Junge Knackis der JVA Ebrach schreiben über ihr Leben
Autor: Pauline Lindner
Forchheim, Freitag, 05. Dezember 2014
Junge Strafgefangene können sich in der JVA Ebrach jene Freiheit und Selbständigkeit erschreiben, die ihnen der Gefängnisalltag vorenthält. In Forchheim wurden ihre Texte jetzt vorgetragen.
Der Autor schreibt über seine Augen, die rot vor Müdigkeit sind vor der Intensität, mit der er sein Leben führt. Vorgelesen wird der Text von Hanne Mausfeld in der Forchheimer Stadtbücherei. Der Autor selbst ist um die 20 Jahre alt und muss eine langjährige Freiheitsstrafe verbüßen.
Hanne Mausfeld arbeitet ihrerseits seit 2006 in der Schreibwerkstatt der Justizvollzugsanstalt Ebrach. Seit dreieinhalb Jahren hat sie den Gefängnisseelsorger Hans Lyer und den Autor Rolf-Bernd Essig als Mitstreiter zur Seite und kann zudem auf einige studentische Helfer zurückgreifen.
Ein Traum von Freiheit
Essig, Lyer und Mausfeld haben bislang drei Bücher mit Texten junger Strafgefangener initiiert und daraus in öffentlichen Lesungen vor. "Ein Traum von Freiheit" heißt der dritte Band.
Von den Gefängnisinsassen kommt keiner mit zu den Lesungen.
Er kennt seine Pappenheimer.

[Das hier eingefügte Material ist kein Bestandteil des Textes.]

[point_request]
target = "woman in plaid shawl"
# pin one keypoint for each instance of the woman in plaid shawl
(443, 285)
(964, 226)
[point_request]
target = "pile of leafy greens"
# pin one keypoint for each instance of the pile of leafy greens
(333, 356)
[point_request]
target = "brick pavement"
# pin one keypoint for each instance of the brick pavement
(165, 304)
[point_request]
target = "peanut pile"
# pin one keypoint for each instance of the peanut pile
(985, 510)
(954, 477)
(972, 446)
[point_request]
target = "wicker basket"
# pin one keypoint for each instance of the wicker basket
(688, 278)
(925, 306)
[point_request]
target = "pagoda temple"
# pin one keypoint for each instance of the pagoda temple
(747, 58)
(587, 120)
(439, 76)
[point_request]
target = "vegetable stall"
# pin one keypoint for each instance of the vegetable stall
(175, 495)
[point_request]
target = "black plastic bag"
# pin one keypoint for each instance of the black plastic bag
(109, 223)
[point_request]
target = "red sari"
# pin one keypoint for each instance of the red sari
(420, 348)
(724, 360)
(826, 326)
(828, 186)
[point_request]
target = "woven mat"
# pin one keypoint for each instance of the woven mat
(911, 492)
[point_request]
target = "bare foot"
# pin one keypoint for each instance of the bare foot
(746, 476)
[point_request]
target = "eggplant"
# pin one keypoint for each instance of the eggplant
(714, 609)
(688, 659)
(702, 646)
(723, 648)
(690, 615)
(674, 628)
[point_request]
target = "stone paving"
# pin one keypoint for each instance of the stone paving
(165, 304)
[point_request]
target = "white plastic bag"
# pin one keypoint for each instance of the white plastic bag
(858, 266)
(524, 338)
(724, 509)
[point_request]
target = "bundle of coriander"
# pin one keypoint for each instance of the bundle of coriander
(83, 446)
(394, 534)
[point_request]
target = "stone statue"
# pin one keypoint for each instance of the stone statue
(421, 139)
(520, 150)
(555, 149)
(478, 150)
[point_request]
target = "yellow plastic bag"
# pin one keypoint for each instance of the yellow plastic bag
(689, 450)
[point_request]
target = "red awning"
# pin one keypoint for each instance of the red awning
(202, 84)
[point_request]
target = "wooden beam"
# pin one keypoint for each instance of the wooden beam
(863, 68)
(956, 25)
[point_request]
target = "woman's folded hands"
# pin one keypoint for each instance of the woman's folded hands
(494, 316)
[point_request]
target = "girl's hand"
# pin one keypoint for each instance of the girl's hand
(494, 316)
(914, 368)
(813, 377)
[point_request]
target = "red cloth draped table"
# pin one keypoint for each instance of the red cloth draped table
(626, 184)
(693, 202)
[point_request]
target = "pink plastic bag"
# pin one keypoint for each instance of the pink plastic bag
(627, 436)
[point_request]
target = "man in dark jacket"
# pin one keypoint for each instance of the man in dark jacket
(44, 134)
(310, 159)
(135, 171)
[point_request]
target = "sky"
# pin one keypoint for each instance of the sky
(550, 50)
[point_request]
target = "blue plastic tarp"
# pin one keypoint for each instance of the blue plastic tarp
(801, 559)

Darum weiß er auch, was er am nächsten Tag gefragt werden wird. "Für die Jungs ist es wichtig zu erfahren: Wie denken die da draußen über uns?", erklärt er den Zuhörern.
Hohe Qualität
Das Publikum ist in der Regel erstaunt sind über die Qualität der Texte. Lyer nennt das Beispiel eines Insassen, der im Knast das Abitur gemacht hat, und eines anderen, der einen philosophischen Roman über Nietzsche schreiben will.

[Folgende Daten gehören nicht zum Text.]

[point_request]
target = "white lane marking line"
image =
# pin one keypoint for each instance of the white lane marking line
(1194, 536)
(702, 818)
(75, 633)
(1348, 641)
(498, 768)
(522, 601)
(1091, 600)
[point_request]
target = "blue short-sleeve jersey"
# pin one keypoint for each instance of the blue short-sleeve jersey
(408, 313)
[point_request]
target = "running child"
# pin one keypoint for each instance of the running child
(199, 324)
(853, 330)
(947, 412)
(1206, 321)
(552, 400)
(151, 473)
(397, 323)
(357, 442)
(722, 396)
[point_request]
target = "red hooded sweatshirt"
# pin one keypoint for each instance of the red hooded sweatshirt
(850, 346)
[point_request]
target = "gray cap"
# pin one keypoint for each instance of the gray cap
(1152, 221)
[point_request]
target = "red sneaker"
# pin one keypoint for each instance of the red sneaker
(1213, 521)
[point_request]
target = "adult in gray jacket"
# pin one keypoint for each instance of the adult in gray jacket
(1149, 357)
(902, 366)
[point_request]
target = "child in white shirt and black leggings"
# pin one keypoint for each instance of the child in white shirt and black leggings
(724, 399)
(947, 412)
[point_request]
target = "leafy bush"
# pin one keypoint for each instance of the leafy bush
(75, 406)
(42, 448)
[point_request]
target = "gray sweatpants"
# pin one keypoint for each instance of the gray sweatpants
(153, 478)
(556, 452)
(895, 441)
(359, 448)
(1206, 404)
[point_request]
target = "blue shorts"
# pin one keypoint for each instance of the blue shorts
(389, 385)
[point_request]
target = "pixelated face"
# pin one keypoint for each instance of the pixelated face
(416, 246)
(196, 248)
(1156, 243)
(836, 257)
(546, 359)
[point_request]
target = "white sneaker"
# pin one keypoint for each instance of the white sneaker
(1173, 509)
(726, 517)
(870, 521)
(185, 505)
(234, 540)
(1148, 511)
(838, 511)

"Das ist keine Betroffenheitsveranstaltung", warnt Essig. Und auch die veröffentlichten Texte behandeln keineswegs nur die Gefängnissituation, die eigenen Lebensperspektiven oder die Frage nach Schuld und Vergebung. Poetische Märchen sind dabei und ganz heitere Geschichten. Wie die von einem Gulasch-Verkäufer auf einem Markt in Bangkok. Sie ist so lebhaft und amüsant geschrieben, dass Essig und Mausfeld sie im Dialog vortragen.
Strenge Vorgaben
Der Text ist als Reizwort-Geschichte entstanden. Jeder in der Schreibwerkstatt gab ein Wort vor, das im Text vorkommen musste. Etwa 40 Minuten haben die derzeit neun gefangenen Teilnehmer anschließend Zeit, ihre Ideen niederzuschreiben.
Ob mit solchen strengen Vorgaben oder mit anderen Impulsen oder ganz frei, das entscheidet die Gruppe selbst. In der Zelle schreibt kaum jemand weiter, weiß Lyer. Denn dort kann jederzeit ein Aufseher das Geschriebene lesen. Keine schöne Vorstellung. Im Gefängnis ist alles reglementiert. "Das ist auch eine Art Entmündigung. Es fehlt der Raum, dass jemand etwas für sich auf die Reihe bekommen kann", beschreibt Lyer die Situation im Gefängnis. Umso mehr versteht er die Schreibwerkstatt als einen Ort, "Freiheit zu erfahren". Einer der Besucher ist bei der Lesung auch Forchheims Jugendrichter Philipp Förtsch.
Auch für ihn enthielt die Lesung viele neue Aspekte. Er räumt dem Schreibprozess einen hohen Stellwert zu bei der Resozialisierung. Und dies gilt mithin als das Hauptziel der Jugendstrafen. "Karl May ist dafür ein gutes Beispiel", sagt Essig. Der große Abenteuer-Schriftsteller May unterm Strich acht Jahre lang im Gefängnis wegen Diebstählen und Hochstapelei.
"Erst das Schreiben gab ihm eine Möglichkeit, seine Fantasien auszuleben und so ein straffreies Leben zu führen", sagt Essig.